Somatostatin analogues (octreotide, lanreotide, etc.) are available for the medical treatment of GH-secreting pituitary adenomas (growth hormone) and can also be used for some TSH-secreting adenomas . These drugs can have minor side effects, such as nausea, vomiting, diarrhea, stomach pain, dizziness, headache and pain at the injection site, although many of these tend to improve or disappear over time. They can also cause gallstones and can worsen diabetes if it has already been diagnosed in the patient.

Drug therapy plays an important role in the management of Cushing 's disease and in acromegaly .

If a pituitary adenoma causes a decrease in hormonal secretion or if surgical removal of the tumor has induced a deficit in hormone production, it may be necessary to resort to a specific replacement therapy to maintain hormone levels at normal values ​​and to address pituitary insufficiency ( hypopituitarism).

Surgery

The treatment of large pituitary adenomas commonly consists of surgery.
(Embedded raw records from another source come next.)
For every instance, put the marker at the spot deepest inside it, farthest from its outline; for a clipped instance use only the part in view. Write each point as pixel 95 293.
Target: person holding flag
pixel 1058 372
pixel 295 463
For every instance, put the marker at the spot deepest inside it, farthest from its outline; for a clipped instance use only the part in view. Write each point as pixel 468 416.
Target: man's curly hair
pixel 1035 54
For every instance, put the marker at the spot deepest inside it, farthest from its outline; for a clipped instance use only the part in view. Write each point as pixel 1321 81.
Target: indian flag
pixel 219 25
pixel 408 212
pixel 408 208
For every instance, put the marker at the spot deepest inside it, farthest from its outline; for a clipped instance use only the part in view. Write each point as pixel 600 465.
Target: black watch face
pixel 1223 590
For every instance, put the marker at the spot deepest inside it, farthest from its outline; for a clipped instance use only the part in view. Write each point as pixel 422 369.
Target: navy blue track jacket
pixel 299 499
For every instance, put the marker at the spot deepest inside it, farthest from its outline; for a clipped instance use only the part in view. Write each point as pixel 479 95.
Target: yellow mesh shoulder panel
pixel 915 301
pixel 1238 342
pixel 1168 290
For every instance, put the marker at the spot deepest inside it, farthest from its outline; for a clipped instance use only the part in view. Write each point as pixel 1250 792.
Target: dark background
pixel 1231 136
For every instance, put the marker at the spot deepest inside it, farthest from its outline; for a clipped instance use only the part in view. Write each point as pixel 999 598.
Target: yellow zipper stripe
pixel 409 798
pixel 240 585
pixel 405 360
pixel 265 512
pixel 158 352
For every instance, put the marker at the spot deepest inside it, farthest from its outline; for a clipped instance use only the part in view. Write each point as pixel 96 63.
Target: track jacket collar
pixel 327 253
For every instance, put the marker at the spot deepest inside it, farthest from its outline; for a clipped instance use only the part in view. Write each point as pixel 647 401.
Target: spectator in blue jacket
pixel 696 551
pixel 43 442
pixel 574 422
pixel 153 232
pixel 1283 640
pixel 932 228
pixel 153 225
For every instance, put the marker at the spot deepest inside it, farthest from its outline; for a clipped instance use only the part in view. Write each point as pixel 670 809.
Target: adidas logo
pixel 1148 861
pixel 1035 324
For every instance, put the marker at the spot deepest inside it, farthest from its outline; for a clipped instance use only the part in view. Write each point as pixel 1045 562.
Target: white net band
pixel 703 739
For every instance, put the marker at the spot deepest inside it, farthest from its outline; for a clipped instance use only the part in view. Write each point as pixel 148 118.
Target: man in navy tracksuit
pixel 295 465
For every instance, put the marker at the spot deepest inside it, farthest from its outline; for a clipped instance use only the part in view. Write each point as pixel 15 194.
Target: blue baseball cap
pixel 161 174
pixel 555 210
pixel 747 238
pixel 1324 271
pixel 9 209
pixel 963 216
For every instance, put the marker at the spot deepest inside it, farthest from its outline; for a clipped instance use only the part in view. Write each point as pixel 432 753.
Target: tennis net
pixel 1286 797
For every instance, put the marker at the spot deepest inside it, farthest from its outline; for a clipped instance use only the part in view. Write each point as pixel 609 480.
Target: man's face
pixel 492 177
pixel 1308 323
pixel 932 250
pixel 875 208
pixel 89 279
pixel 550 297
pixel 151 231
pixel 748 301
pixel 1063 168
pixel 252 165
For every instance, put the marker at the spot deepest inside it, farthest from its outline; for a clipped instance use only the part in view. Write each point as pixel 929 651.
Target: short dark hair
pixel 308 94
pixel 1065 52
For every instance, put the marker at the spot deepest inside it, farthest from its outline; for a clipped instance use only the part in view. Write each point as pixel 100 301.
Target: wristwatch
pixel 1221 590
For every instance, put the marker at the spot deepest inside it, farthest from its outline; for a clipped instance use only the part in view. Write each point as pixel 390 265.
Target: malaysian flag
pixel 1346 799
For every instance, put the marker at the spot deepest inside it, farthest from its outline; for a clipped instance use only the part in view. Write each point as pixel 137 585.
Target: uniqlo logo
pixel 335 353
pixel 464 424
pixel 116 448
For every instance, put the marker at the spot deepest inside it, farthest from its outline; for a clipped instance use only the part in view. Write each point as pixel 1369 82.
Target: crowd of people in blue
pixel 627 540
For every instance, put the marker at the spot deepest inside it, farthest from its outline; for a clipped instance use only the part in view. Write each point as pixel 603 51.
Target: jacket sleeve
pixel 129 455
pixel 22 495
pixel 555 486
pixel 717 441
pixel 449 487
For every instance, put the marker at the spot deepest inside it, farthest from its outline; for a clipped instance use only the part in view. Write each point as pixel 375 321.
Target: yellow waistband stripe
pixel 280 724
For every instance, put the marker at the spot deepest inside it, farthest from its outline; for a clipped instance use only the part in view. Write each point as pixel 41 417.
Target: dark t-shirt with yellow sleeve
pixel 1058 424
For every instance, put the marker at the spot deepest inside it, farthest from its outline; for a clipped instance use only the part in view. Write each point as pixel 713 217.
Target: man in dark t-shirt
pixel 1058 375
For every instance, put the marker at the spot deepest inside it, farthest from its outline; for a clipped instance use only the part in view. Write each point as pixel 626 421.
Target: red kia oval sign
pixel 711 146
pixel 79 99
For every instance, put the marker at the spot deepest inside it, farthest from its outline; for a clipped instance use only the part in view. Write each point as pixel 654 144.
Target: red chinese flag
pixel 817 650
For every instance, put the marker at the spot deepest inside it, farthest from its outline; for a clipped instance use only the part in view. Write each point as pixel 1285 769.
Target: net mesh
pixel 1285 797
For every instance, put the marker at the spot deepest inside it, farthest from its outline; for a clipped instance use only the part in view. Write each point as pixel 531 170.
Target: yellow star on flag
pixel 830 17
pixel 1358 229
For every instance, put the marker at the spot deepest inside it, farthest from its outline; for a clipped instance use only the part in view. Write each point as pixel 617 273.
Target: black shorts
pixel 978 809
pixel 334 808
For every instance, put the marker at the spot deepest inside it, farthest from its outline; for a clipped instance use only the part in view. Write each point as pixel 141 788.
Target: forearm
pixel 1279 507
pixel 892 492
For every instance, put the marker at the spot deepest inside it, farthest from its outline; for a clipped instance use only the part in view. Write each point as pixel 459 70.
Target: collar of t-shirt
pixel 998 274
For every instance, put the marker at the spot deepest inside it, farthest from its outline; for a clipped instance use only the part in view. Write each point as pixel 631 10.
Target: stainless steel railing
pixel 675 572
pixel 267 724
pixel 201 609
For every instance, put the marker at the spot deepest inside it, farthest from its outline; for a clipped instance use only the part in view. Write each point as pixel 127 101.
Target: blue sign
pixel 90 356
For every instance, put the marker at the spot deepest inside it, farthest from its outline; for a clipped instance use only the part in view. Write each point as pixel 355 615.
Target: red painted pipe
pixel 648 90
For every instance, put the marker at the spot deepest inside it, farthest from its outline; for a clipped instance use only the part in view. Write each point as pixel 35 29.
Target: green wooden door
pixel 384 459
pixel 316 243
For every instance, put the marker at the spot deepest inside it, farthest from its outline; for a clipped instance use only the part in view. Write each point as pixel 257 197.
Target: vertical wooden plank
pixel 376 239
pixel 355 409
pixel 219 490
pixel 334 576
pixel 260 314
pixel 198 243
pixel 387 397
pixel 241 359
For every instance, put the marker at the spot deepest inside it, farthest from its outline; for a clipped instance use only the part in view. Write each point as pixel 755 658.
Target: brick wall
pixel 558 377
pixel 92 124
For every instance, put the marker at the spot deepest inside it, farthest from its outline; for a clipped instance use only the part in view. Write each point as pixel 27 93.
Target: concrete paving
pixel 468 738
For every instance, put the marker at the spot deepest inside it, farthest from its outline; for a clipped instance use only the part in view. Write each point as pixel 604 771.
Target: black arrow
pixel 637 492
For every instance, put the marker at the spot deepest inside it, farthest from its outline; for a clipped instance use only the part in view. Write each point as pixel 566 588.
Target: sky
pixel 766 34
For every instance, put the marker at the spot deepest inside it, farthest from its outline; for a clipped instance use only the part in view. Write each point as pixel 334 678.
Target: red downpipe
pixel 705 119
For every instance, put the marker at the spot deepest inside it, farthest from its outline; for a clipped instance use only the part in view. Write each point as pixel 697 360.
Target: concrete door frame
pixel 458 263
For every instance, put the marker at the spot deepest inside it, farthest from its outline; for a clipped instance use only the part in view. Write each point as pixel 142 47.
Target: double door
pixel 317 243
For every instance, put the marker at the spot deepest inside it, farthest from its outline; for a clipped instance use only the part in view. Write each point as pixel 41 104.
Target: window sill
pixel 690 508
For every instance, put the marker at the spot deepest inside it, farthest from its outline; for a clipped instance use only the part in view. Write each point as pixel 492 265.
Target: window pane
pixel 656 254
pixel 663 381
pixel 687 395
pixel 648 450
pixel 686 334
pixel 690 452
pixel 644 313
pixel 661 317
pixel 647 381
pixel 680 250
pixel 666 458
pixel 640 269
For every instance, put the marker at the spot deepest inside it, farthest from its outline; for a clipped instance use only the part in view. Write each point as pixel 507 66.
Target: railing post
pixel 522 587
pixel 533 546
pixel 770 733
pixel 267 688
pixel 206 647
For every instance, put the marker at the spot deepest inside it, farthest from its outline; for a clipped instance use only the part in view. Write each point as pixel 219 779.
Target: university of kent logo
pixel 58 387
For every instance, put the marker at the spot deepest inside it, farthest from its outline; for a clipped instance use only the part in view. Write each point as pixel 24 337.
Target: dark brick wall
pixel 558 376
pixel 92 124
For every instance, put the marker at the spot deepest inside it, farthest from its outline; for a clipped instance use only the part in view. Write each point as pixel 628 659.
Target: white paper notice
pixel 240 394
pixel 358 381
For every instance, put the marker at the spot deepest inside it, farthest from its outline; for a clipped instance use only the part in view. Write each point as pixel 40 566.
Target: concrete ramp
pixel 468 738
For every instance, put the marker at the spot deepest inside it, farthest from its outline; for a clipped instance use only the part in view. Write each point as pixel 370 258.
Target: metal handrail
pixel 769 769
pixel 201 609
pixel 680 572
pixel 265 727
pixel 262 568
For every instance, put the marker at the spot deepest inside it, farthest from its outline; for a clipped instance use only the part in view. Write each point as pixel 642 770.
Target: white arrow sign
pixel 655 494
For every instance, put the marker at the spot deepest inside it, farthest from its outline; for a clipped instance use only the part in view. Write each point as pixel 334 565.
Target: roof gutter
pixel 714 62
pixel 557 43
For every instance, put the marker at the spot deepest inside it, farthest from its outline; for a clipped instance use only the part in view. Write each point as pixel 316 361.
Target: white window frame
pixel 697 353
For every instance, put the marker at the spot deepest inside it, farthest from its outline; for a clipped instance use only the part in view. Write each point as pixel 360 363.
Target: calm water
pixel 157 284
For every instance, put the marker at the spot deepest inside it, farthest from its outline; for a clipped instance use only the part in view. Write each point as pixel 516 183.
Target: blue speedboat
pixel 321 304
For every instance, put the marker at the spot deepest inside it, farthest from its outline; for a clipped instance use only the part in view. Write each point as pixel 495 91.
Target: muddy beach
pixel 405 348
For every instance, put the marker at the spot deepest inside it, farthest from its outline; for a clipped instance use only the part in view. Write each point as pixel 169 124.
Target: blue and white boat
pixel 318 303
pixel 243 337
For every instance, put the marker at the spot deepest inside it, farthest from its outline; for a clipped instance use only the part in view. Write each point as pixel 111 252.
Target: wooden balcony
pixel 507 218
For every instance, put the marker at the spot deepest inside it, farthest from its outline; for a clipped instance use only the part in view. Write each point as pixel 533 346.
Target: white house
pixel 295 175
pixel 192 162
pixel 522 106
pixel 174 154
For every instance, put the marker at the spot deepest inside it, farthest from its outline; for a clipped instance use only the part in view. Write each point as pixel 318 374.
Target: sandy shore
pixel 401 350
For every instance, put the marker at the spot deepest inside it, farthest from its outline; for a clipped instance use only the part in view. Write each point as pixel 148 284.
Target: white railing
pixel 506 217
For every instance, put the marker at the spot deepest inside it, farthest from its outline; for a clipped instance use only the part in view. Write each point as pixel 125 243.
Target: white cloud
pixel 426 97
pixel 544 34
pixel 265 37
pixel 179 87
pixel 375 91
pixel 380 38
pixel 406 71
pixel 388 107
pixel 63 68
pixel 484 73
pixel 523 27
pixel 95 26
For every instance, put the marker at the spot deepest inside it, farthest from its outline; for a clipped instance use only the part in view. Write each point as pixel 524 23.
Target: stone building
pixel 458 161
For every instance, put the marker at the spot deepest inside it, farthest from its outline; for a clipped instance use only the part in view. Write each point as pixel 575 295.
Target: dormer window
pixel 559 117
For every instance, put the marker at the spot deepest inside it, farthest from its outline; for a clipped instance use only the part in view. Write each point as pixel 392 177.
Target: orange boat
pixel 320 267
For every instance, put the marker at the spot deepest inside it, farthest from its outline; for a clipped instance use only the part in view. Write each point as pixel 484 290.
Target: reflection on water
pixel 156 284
Usually, surgical removal is necessary when the pituitary adenoma compresses neighboring structures or is hypersecreting. The success of the surgery depends on the type of tumor, its location and size and whether or not the surrounding tissues are invaded. In most patients, surgical therapy allows a positive prognosis and complete recovery.

Surgery allows the complete removal of the pituitary adenoma and mainly involves two techniques:

  • Transsphenoidal approach . The localization of the pituitary allows a transsphenoidal intervention, where the surgeon uses endoscopes to access the sphenoid bone, passing through the nasal cavity or under the upper lip. This procedure is minimally invasive, does not involve external incisions, minimizes complications and hospitalization time. However, the transsphenoidal intervention allows to treat only adenomas of small size (microadenomas) and with a low degree of invasiveness.
  • Transcranial approach (craniotomy) . Some macroadenomas extend into the brain cavity and may require the opening of the skull, through an incision in the scalp, to access the tumor. Often, the procedure is associated with drug therapy and post-operative radiotherapy.

Radiotherapy

Some pituitary adenomas cannot be removed surgically, as they are not easily accessible, while others may be refractory to treatment with drugs. Radiation therapy uses high-energy radiation, which selectively acts on the target tumor (in general, the surrounding brain structures receive only a fraction of the radiation). Among the different methods we mention conventional and stereotactic radiotherapy (gamma-knife).

Radiation therapy can be effective in controlling the growth of pituitary adenomas or in destroying any residual tumor cells (post-operative radiotherapy). However, treatment with radiation may, in some cases, result in pituitary insufficiency, which generally occurs several years after treatment and necessitates hormone replacement therapy.

Prognosis and life expectancy

The prognosis of pituitary adenomas is positive: surgical excision is safe and allows to restore normal hormonal production. Remission (complete healing) can be achieved in 90% of patients with microadenomas and in about 50-60% of macroadenomas. Furthermore, pituitary adenoma is a type of tumor that tends to hardly recur. In some cases, pituitary insufficiency may appear after surgery: this condition is a rare occurrence in microadenomas, whereas it is more frequent in macroadenomas (30% of cases).